I remember handling the creamy, dry white bones of the cat. The gentle, toy-like pop of its vertebra snapping together. The difficulty of attaching the tendons and muscles to their corresponding dimples and sockets in the cats skeletal structure.

Puzzling over the floating, loose shoulder joints, a feeling unnatural and unknown surfaced. I felt a winsome jealousy of the cat's obvious beauty and cruel efficiency as I continued assembling the calico cat.

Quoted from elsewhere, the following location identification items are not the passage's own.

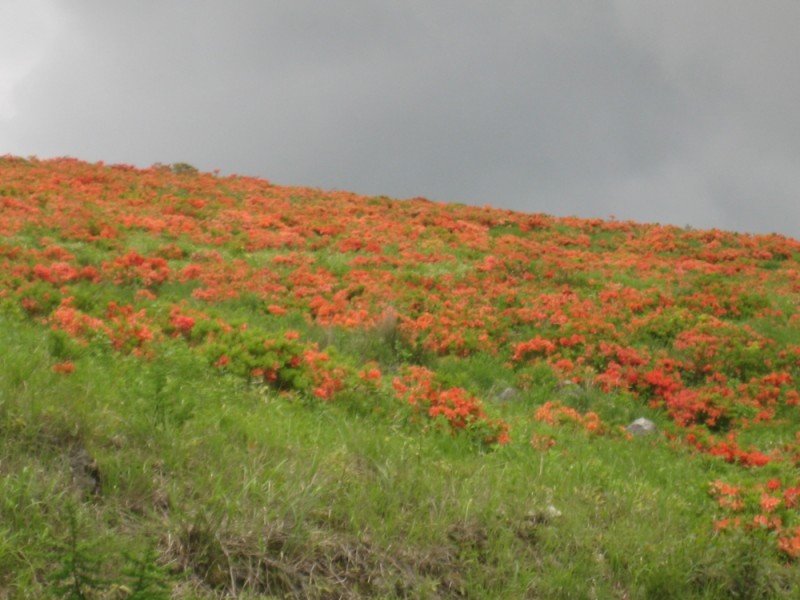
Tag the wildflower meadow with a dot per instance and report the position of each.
(215, 386)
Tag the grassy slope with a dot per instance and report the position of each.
(211, 485)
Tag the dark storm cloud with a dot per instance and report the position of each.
(677, 112)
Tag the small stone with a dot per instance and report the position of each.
(507, 394)
(642, 426)
(552, 512)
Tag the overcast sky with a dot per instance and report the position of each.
(684, 112)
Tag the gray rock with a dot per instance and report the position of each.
(507, 394)
(641, 426)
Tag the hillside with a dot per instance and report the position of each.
(238, 389)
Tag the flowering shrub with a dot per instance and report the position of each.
(458, 409)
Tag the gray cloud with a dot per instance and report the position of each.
(679, 112)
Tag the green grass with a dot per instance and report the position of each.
(210, 487)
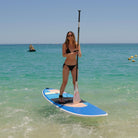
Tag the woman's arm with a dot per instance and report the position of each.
(64, 54)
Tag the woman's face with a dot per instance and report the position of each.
(70, 35)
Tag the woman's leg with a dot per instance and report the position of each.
(73, 72)
(65, 80)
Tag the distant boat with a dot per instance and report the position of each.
(31, 48)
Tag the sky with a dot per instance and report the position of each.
(48, 21)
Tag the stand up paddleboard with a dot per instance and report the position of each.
(80, 109)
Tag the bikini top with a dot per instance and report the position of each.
(68, 51)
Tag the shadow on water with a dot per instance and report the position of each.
(55, 115)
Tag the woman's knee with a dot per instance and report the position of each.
(65, 82)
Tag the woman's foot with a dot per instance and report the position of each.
(61, 100)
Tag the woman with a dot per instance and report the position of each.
(69, 50)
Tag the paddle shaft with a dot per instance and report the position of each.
(78, 43)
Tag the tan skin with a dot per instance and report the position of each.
(70, 60)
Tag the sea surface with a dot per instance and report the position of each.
(107, 79)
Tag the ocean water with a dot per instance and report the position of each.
(107, 79)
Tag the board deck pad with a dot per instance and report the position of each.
(82, 108)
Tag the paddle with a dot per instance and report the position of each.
(76, 97)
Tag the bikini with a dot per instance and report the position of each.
(69, 66)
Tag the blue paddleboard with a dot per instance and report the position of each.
(80, 109)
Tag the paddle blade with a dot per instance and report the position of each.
(76, 97)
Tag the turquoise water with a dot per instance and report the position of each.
(107, 79)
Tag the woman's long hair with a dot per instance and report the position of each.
(67, 41)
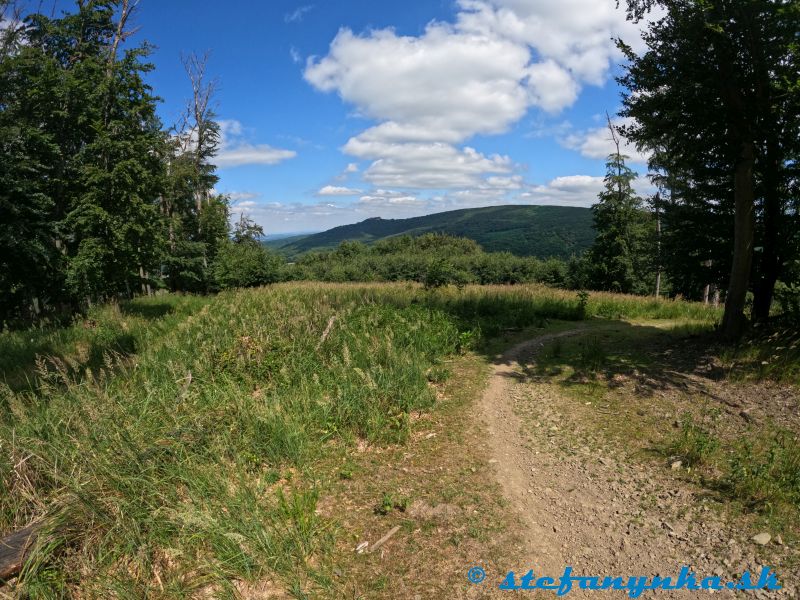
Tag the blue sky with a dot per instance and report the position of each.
(334, 112)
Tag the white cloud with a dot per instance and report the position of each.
(334, 190)
(432, 92)
(248, 154)
(298, 14)
(425, 166)
(597, 143)
(241, 196)
(236, 151)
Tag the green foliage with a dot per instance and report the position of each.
(537, 231)
(620, 253)
(766, 472)
(432, 259)
(693, 444)
(714, 97)
(245, 265)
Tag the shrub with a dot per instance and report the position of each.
(246, 264)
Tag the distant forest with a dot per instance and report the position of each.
(101, 200)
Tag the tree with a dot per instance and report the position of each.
(81, 159)
(195, 218)
(243, 261)
(715, 94)
(620, 254)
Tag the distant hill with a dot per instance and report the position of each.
(541, 231)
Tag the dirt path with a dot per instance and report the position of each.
(591, 509)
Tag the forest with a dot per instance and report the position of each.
(187, 413)
(101, 200)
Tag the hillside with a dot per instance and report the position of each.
(540, 231)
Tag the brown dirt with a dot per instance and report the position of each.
(592, 508)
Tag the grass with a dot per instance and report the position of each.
(767, 353)
(636, 385)
(177, 446)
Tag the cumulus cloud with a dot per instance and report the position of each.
(598, 143)
(235, 151)
(477, 76)
(335, 190)
(241, 196)
(297, 15)
(569, 190)
(425, 166)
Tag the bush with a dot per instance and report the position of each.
(246, 264)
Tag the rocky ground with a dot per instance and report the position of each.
(584, 503)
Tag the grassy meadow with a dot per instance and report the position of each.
(177, 446)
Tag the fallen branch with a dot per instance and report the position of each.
(14, 549)
(385, 538)
(327, 331)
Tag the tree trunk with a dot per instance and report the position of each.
(733, 321)
(770, 258)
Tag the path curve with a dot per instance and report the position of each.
(590, 511)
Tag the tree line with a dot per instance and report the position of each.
(99, 199)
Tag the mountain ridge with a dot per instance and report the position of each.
(525, 230)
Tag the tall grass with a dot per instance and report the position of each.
(183, 459)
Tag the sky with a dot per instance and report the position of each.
(336, 111)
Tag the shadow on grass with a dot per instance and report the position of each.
(150, 311)
(610, 353)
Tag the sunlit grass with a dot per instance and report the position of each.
(170, 444)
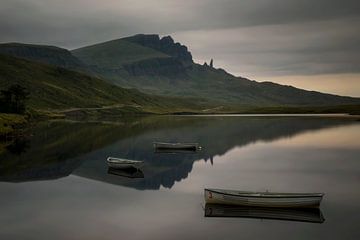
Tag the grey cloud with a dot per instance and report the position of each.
(247, 37)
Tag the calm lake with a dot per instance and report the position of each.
(55, 184)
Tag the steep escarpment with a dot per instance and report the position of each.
(163, 66)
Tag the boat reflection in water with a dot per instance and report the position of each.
(312, 215)
(130, 172)
(175, 151)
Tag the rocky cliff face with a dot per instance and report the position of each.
(44, 54)
(167, 67)
(165, 45)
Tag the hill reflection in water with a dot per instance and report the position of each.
(60, 148)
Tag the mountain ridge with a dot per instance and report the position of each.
(163, 67)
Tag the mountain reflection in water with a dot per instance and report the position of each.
(60, 148)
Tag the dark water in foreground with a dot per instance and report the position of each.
(56, 185)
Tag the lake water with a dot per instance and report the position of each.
(56, 184)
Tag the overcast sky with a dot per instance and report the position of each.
(313, 44)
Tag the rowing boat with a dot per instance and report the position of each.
(130, 172)
(312, 215)
(176, 146)
(262, 199)
(120, 163)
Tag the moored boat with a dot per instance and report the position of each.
(176, 146)
(130, 172)
(312, 215)
(120, 163)
(263, 199)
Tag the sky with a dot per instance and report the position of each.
(309, 44)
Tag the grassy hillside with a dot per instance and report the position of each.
(115, 53)
(175, 76)
(55, 88)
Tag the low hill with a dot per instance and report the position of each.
(56, 88)
(161, 66)
(43, 54)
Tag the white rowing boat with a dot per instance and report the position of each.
(120, 163)
(262, 199)
(176, 146)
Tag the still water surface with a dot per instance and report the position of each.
(56, 185)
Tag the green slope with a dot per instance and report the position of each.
(55, 88)
(177, 75)
(113, 54)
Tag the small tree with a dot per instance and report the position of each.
(14, 99)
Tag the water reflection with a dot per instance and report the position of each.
(61, 148)
(312, 215)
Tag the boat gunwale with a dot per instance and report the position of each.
(122, 161)
(269, 194)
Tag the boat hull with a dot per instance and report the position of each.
(312, 215)
(177, 146)
(264, 199)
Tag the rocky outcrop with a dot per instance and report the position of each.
(165, 45)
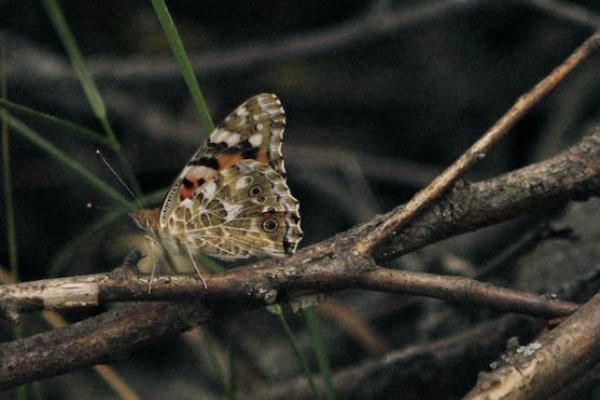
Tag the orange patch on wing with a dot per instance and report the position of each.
(227, 160)
(262, 157)
(185, 193)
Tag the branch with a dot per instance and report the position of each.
(573, 174)
(401, 371)
(477, 151)
(269, 285)
(549, 364)
(568, 12)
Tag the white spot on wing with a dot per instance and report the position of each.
(233, 139)
(241, 111)
(220, 135)
(243, 182)
(255, 140)
(209, 189)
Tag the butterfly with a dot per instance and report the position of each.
(231, 200)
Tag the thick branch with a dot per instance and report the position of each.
(556, 359)
(574, 174)
(269, 285)
(401, 371)
(477, 151)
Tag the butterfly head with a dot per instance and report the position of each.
(147, 219)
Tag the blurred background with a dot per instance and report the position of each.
(380, 96)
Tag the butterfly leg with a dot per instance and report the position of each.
(154, 263)
(195, 265)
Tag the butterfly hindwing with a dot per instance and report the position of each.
(253, 131)
(245, 210)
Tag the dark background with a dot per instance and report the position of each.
(380, 96)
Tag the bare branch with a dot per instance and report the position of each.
(550, 363)
(371, 378)
(270, 285)
(477, 151)
(573, 174)
(567, 11)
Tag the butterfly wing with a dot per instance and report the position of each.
(245, 210)
(252, 131)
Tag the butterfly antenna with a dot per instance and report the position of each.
(121, 181)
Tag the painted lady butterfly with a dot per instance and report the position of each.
(231, 200)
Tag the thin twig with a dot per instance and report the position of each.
(478, 150)
(270, 285)
(573, 174)
(548, 364)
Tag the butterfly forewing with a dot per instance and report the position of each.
(246, 209)
(252, 131)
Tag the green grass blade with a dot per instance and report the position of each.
(231, 388)
(68, 162)
(312, 323)
(212, 356)
(66, 255)
(174, 40)
(9, 206)
(89, 86)
(276, 309)
(54, 122)
(68, 40)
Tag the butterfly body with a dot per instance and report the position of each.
(231, 200)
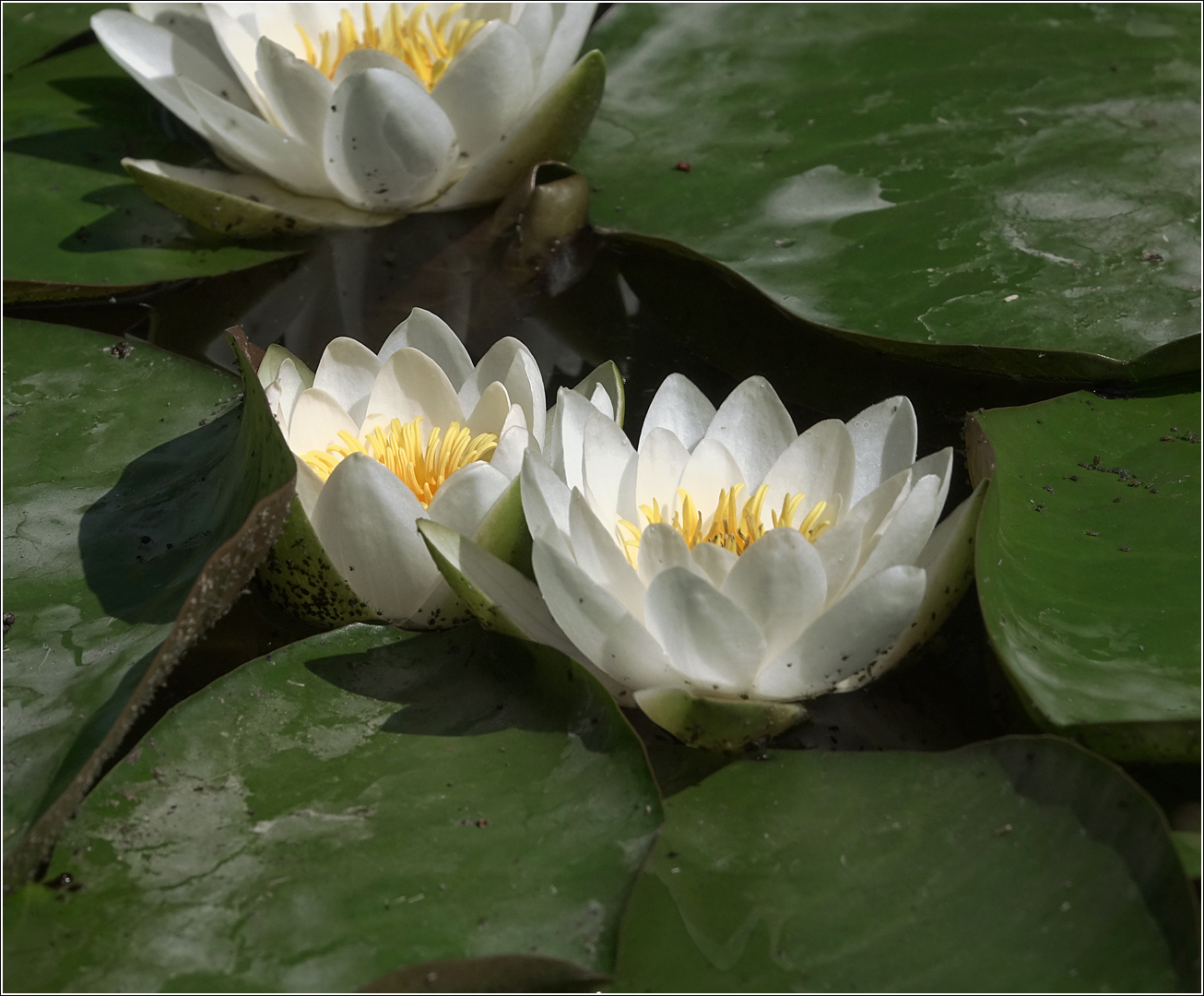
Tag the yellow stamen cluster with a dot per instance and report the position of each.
(400, 448)
(424, 43)
(731, 528)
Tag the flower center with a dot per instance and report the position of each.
(421, 42)
(400, 448)
(731, 528)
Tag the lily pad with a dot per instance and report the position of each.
(137, 501)
(1020, 865)
(998, 175)
(358, 802)
(82, 227)
(1089, 566)
(32, 30)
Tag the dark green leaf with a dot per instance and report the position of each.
(1089, 566)
(353, 803)
(136, 506)
(82, 225)
(31, 30)
(1007, 175)
(1018, 865)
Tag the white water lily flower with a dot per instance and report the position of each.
(384, 107)
(732, 558)
(414, 432)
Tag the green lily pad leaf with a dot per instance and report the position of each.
(82, 227)
(138, 499)
(1021, 865)
(492, 973)
(1187, 843)
(713, 723)
(607, 377)
(244, 206)
(355, 802)
(32, 30)
(551, 130)
(499, 595)
(941, 173)
(1089, 567)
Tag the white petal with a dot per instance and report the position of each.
(158, 59)
(707, 636)
(884, 437)
(239, 44)
(679, 408)
(249, 140)
(270, 365)
(608, 469)
(546, 500)
(601, 400)
(566, 433)
(487, 88)
(429, 334)
(711, 468)
(317, 421)
(507, 459)
(347, 373)
(820, 464)
(854, 633)
(566, 42)
(510, 362)
(715, 562)
(308, 485)
(662, 457)
(412, 385)
(755, 426)
(290, 383)
(948, 562)
(598, 555)
(940, 464)
(300, 95)
(185, 20)
(514, 420)
(908, 530)
(849, 543)
(365, 519)
(609, 636)
(466, 496)
(490, 413)
(386, 145)
(371, 58)
(779, 582)
(660, 548)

In a different dream, reacting to some situation between my father, the cat, and I, this jealousy manifested itself in a much more gruesome manner. I broke the cat, in that one, not built it. I remember it shot red lasers from its eyes which would cut and burn the steel door of the print shop, scarring and gouging the concrete walls. I fought with it, eventually grabbing its throat and breaking its jaw with my hand. I still remember the gruesome feeling of the calico's tiny little jaw snapping back under the palm of my hand, a sound like splintering wet popsicle sticks, its sharp teeth puncturing neat little holes there, drawing blood that likely would never be tasted. This dream stayed with me. I will never forget.

The last step in building the cat was to skin the cat. Except, this involved stuffing the cat's bony, meaty tail into the fur, a backwards process indeed, rolling its skin on like a furry condom, working it back-to-front over the cat.

At some point just after starting to stuff the cat into its skin, I noticed it was quite alive. I worked feverishly to finish, pushing, shoving the thought of the agony the cat would likely be suffering out of my mind, but unsuccessfully. The cat struggled as I pulled the fur up over its haunches, claws scratching as I tried to push its hind legs into the waiting fur. Tiny holes snipped for the claws to poke through. Tugging the fur up the torso smoothly, straightening it so the patches of intermittent stripes lined up with the cat's spinal column.

Lastly, of course, came the cat's head and face. I remember this most distinctly, tugging and pushing the fur around to get the ears, eyes, and mouth line up properly.

I remember folding the flaps of its muzzle around its nose and mouth, tucking it in along the jawline. Bringing the folds of its snout forward, like peeling a banana backwards, pressing the sides of its furry, bewiskered muzzle together to seal it all together.

The cat looked at me, wide green-gold eyes flecked with iridescents, shards of broken rainbows there. A flick of its tail and a soft, non-commital mewing, and it was gone, fleet of foot and silent as death.

But, I still knew. I knew I couldn't build a cat.